Euro 2016 was marred by the violence of a select few fans. Russian, French and English fans clashed in Marseille, with the Russians described as “savage and organised”, using signs posted around the towns to direct hooligans to meeting places showing that the attacks were premeditated. The aftermath was 35 injured fans, 4 of which were seriously injured. This resulted in UEFA (the football organisation that runs the tournament) threatening Russia and England with disqualification from the tournament if fans didn’t behave themselves.
Sadly, when both Russian and English fans met again in Lille just a few days later, it was more of the same as French riot police used tear gas, flash bangs and baton charges to disperse English fans.

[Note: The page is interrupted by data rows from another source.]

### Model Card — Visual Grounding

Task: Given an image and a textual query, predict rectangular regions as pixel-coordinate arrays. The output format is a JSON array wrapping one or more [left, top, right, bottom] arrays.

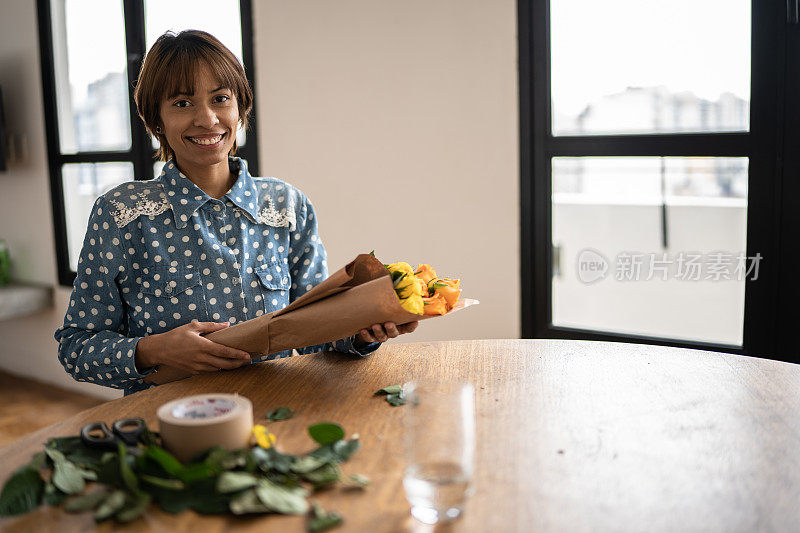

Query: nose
[[194, 104, 219, 128]]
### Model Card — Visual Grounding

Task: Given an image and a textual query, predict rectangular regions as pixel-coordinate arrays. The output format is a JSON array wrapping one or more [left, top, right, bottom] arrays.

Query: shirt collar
[[160, 157, 258, 229], [225, 157, 258, 223]]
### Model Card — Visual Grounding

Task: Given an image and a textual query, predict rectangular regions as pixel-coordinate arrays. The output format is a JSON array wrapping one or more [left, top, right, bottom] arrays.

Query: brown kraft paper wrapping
[[145, 254, 478, 384]]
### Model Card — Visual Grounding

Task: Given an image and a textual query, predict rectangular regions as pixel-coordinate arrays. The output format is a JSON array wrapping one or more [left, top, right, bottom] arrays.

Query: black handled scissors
[[81, 418, 147, 453]]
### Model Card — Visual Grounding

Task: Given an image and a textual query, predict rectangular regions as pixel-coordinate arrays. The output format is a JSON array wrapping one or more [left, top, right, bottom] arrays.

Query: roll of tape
[[158, 394, 253, 462]]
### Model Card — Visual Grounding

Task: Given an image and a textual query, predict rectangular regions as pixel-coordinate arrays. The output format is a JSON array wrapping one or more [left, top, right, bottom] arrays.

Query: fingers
[[398, 320, 419, 335], [203, 339, 250, 361], [358, 329, 378, 343], [189, 322, 230, 334], [203, 354, 249, 371], [383, 322, 400, 339], [372, 324, 389, 342]]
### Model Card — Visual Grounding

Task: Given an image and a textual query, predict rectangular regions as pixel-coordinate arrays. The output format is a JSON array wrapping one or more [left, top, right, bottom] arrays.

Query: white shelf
[[0, 284, 53, 320]]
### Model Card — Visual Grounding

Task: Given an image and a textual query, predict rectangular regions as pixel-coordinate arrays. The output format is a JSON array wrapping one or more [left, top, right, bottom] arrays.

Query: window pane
[[552, 157, 760, 345], [61, 163, 133, 270], [550, 0, 751, 135], [51, 0, 131, 154]]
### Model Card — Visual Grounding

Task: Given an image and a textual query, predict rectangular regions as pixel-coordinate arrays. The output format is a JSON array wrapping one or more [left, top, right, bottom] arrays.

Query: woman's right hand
[[135, 321, 250, 374]]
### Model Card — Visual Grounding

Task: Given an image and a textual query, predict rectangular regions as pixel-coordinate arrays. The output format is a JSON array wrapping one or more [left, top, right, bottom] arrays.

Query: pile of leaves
[[0, 420, 369, 531]]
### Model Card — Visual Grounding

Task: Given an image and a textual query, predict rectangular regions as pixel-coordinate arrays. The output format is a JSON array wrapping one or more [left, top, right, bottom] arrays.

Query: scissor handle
[[81, 422, 117, 449], [113, 418, 147, 446]]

At least 36 people were arrested and 16 people were taken to hospital. A lot has to be said about the “outdated tactics” by the French police, who were arguably all too quick to don the riot gear and take to the street – a method now rarely used across Europe with ‘plain-clothed’ officers now able to diffuse violent situations without escalation the preferred method.
More than 100 child football hooligans are currently banned from attending matches in the UK. The violence at the Euro’s put hooliganism back in the spotlight and it is important that youngsters are educated on the issue before they are drawn in to the “glamorisation of football disorder”.
There is possibly an inconsistency across police forces with several areas implementing no Football Banning Orders (FBO’s) to under 18’s, including Greater Manchester (which is responsible for clubs such as Man Utd, Man City, Oldham, Rochdale and Bolton) which coincidently has had full access to our ‘Prevent’ educational resource, “Where’s the Line?”, since 2009. This inconsistency needs to be addressed in order to educate youngsters about appropriate behaviour when attending sporting events – something that many clubs and supporter groups in Europe already deliver.